This site is a static rendering of the Trac instance that was used by R7RS-WG1 for its work on R7RS-small (PDF), which was ratified in 2013. For more information, see Home. For a version of this page that may be more recent, see StringSlicesCowan in WG2's repo for R7RS-large.

String­Slices­Cowan

cowan
2014-12-18 00:53:45
15history
source

Character span library

This is a library for manipulating textual content based on character spans, also known as just spans. These are conceptually references to a part of a Scheme string. It is not defined whether the character span type is disjoint from strings. Character spans are immutable, and except as noted below, it is an error to mutate the string(s) that underly a span.

String cursors are pointers into strings, and are not necessarily disjoint from other Scheme types. For example, they may be exact integers that are character-based indexes into strings. Alternatively, in an implementation whose internal representation of strings is UTF-8, string cursors may be indexes of individual bytes in the string. It is also possible to implement string cursors as objects of a disjoint type.
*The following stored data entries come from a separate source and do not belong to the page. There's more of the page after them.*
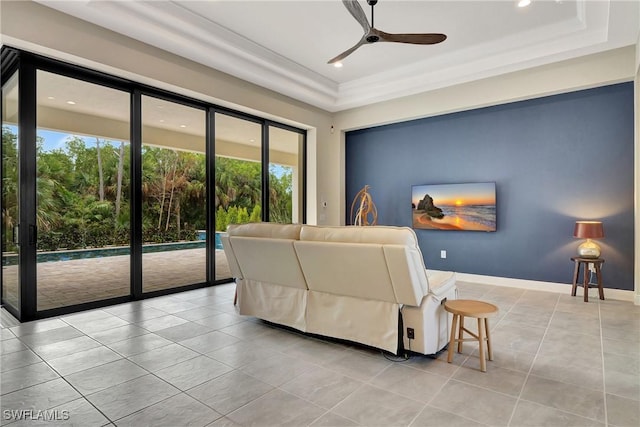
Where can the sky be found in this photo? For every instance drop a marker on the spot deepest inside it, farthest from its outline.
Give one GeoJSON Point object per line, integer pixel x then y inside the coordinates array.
{"type": "Point", "coordinates": [56, 140]}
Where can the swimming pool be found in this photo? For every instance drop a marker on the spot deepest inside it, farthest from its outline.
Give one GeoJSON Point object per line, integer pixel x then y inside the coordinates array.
{"type": "Point", "coordinates": [66, 255]}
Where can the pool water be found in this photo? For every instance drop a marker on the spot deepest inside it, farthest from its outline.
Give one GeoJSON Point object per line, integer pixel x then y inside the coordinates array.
{"type": "Point", "coordinates": [66, 255]}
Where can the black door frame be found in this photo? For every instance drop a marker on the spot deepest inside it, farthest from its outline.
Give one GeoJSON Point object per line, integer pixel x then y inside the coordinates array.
{"type": "Point", "coordinates": [27, 64]}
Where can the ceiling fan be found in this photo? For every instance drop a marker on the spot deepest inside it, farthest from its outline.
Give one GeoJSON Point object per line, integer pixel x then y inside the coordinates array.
{"type": "Point", "coordinates": [373, 35]}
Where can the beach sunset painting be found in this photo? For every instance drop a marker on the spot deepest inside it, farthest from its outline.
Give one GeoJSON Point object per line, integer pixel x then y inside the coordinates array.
{"type": "Point", "coordinates": [468, 206]}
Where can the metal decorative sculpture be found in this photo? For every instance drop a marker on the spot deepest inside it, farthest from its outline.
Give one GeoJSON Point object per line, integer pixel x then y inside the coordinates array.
{"type": "Point", "coordinates": [365, 208]}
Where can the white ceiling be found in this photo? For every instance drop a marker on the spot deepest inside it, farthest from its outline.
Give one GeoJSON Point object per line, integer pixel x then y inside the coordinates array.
{"type": "Point", "coordinates": [285, 45]}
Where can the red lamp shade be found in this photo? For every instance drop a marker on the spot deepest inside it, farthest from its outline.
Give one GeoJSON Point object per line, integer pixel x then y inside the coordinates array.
{"type": "Point", "coordinates": [588, 230]}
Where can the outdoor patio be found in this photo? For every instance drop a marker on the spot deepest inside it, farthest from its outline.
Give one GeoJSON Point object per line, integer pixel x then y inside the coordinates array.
{"type": "Point", "coordinates": [63, 283]}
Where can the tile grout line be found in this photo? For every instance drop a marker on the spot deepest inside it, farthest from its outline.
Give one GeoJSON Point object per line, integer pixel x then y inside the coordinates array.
{"type": "Point", "coordinates": [604, 381]}
{"type": "Point", "coordinates": [526, 379]}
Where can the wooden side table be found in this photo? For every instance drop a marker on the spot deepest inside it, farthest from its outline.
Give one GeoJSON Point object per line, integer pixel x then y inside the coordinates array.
{"type": "Point", "coordinates": [584, 262]}
{"type": "Point", "coordinates": [480, 310]}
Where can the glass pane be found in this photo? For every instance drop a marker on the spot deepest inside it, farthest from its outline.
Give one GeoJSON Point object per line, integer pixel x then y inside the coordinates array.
{"type": "Point", "coordinates": [238, 178]}
{"type": "Point", "coordinates": [82, 192]}
{"type": "Point", "coordinates": [10, 196]}
{"type": "Point", "coordinates": [285, 176]}
{"type": "Point", "coordinates": [173, 191]}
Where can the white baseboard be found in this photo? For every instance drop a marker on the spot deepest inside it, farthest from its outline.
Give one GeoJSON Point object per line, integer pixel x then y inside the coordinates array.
{"type": "Point", "coordinates": [560, 288]}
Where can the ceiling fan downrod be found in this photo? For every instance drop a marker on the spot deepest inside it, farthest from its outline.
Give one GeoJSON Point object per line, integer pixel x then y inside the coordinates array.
{"type": "Point", "coordinates": [372, 38]}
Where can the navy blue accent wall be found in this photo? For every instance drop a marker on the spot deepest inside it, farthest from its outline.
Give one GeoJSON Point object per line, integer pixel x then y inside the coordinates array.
{"type": "Point", "coordinates": [554, 160]}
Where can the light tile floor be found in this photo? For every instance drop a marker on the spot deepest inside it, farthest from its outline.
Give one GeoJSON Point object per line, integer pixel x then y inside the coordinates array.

Most of the character span procedures in this proposal also have string equivalents. In order to make the specification more concise, the string procedures are listed but don't have detailed explanations, except for the constructors. Procedures with the same names and basic functions as SRFI 13 procedures are marked [SRFI 13]. However, this proposal contains only a subset of SRFI 13. In particular, the string procedures of this proposal do not accept start and end arguments, as their function is subsumed by spans. In addition, the SRFI 13 low-level procedures and macros are not provided, nor are there any mutation operations.

The operations provided here (with the exception of those in the Compatibility section) are entirely independent of the character repertoire supported by the implementation.

Procedures marked [R7RS-small] are available in the small language, and are not exported by implementations of this proposal. They are included only for clarity and completeness.

Issues

  1. Allow negative indices in constructors?
  1. Titlecase doesn't really fit; keep it?
  1. Keep functional update?
  1. Keep string trees?
  1. Keep compatibility routines, possibly in a different package?
  1. I have made the argument order of string-tabulate compatible with SRFI 1 list-tabulate rather than SRFI 13's string-tabulate; the discrepancy was accidental. Revert to SRFI 13 argument order?
  1. Chibi provides string-mismatch-right, but the cursor returned is not necessarily valid; in particular, it returns -1 on identical strings. I have left it out because of this. Include it?

Specification

With the exception of the constructors, all the procedures in this proposal exist in pairs: one that accepts and produces character spans and one that accepts and produces strings. Only the character span version is documented in full; the string version should be understood as accepting the same non-span arguments, performing the same operations, and providing the same non-span results.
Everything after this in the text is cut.